Tuberculosis continues to be an important public health problem worldwide. Culture methods are still considered the gold standard in the diagnosis of tuberculosis and the determination of drug resistance. The most important limitation of these methods is their long turnaround time. Commercial culture systems developed to shorten the duration are emerging as an economic problem, especially for developing countries. Therefore, cheap, fast, easy to apply and objectively evaluable tests are needed. In this study, in addition to culture-based methods for determining RIF and INH resistance in Mycobacterium tuberculosis complex isolates, it was aimed to develop the capillary tube method to accelerate the evaluation process. The study included 27 RIF-resistant, 36 RIF -sensitive, 30 INH-resistant, and 33 INH-sensitive isolates obtained from the mycobacteriology laboratory culture collection, for which susceptibility testing to firstline drugs were previously performed using the BACTEC MGIT 960 system (BD, USA) and were stored. H37Rv standard strain and an external quality control strain (IDT3) with known RIF and INH resistance were used as quality control isolates in the study. As a new testing method, the capillary tube method for detecting rifampicin and isoniazid resistance was compared to the standard BACTEC MGIT 960 system. In the determination of RIF and INH resistance, the sensitivity of the capillary tube method compared to the reference method was determined as 85% and 80%, respectively; however, the specificity values (25% and 45.5%, respectively) for both drugs were found to be low in the studies. The time to detect resistance with the capillary tube method varied between 4-9 days. Capillary tube method, which was developed especially for the rapid identification and treatment of multidrug-resistant isolates, is promising in that it detects resistant strains in a short time with a relatively high sensitivity, although its specificity is very low. It is thought that it would be beneficial to continue the study with a larger number of samples and even improve the method with studies conducted directly from clinical samples.

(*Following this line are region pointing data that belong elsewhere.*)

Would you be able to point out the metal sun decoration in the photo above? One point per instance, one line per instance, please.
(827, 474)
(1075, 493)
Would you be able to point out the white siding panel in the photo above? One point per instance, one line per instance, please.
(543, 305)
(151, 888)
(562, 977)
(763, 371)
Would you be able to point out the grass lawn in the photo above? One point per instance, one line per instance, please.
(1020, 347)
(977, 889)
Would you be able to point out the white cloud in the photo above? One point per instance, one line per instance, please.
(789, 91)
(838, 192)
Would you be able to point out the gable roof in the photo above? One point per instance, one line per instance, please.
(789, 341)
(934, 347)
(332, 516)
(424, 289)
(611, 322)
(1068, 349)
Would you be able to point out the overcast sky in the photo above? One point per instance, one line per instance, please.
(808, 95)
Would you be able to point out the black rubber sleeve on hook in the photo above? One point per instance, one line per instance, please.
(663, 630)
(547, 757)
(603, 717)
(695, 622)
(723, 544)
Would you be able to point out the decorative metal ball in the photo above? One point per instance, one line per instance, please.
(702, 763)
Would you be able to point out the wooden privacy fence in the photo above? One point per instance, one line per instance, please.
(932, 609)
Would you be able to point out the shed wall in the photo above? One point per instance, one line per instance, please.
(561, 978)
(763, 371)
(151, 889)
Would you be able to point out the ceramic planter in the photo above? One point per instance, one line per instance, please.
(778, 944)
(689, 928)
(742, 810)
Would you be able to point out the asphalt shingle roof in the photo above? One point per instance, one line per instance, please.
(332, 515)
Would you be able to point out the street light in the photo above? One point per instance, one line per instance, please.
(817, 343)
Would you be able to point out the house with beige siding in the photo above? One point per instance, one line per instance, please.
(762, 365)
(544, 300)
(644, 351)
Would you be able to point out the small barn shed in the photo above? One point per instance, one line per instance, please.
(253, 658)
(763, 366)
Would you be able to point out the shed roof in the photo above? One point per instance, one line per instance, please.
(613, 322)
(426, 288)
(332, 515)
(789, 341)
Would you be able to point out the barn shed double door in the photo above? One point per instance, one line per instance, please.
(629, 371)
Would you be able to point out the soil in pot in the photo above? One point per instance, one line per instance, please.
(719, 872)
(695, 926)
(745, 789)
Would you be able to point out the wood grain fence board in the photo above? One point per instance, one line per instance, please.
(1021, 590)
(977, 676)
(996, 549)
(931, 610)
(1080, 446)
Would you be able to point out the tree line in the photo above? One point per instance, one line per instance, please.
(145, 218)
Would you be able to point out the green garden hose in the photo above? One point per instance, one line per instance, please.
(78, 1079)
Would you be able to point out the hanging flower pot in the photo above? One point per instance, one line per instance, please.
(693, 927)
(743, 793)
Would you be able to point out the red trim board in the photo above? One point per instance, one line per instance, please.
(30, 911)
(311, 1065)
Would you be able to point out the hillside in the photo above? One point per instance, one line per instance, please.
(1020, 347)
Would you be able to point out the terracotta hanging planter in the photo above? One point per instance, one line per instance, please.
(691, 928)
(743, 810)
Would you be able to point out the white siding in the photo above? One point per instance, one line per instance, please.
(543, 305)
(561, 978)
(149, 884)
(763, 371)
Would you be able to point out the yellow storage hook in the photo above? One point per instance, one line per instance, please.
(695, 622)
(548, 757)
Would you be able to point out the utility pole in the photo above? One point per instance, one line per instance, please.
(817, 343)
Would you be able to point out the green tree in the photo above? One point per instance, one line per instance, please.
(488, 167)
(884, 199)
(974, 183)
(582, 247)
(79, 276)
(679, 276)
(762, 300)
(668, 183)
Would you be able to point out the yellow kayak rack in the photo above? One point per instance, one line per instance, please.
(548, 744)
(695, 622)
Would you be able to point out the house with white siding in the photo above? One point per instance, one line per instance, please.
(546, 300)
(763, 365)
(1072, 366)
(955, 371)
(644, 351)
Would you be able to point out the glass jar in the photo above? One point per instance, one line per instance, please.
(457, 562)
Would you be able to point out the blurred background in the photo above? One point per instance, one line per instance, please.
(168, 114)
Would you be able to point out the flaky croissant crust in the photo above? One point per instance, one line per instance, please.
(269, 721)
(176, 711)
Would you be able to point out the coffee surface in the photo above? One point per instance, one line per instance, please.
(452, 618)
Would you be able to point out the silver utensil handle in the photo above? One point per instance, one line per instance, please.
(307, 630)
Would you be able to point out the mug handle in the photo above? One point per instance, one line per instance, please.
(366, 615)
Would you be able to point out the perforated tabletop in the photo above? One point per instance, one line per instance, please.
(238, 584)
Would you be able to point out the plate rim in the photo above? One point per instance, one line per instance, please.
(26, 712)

[一种测定结核分枝杆菌复合菌株对利福平和异烟肼耐药性的新方法:毛细管法]。
结核病仍然是全球重要的公共卫生问题。培养方法仍被认为是诊断结核病和确定耐药性的黄金标准。这些方法最重要的局限是周转时间长。为缩短周转时间而开发的商业培养系统正在成为一个经济问题,尤其是对发展中国家而言。因此,需要廉价、快速、易于应用且可客观评价的检测方法。在本研究中,除了用培养法测定复合结核分枝杆菌对 RIF 和 INH 的耐药性外,还旨在开发毛细管法,以加快评估过程。研究对象包括从结核分枝杆菌实验室培养物收集中获得的 27 株 RIF 耐药株、36 株 RIF 敏感株、30 株 INH 耐药株和 33 株 INH 敏感株分离物,这些分离物之前已使用 BACTEC MGIT 960 系统(美国 BD 公司)进行了一线药物药敏试验,并已保存。H37Rv 标准菌株和已知对 RIF 和 INH 耐药的外部质量控制菌株(IDT3)被用作本研究的质量控制分离株。作为一种新的检测方法,检测利福平和异烟肼耐药性的毛细管法与标准的 BACTEC MGIT 960 系统进行了比较。在检测利福平和异烟肼耐药性时,毛细管法与参照法相比,灵敏度分别为 85% 和 80%;但研究发现,这两种药物的特异性值(分别为 25% 和 45.5%)较低。毛细管法检测耐药性的时间为 4-9 天不等。毛细管法是专门为快速鉴定和处理耐多药的分离株而开发的,它能在短时间内检测出耐药菌株,灵敏度相对较高,但特异性很低。我们认为,继续进行更多样本的研究,甚至通过直接从临床样本中进行研究来改进该方法将是有益的。
本文章由计算机程序翻译,如有差异,请以英文原文为准。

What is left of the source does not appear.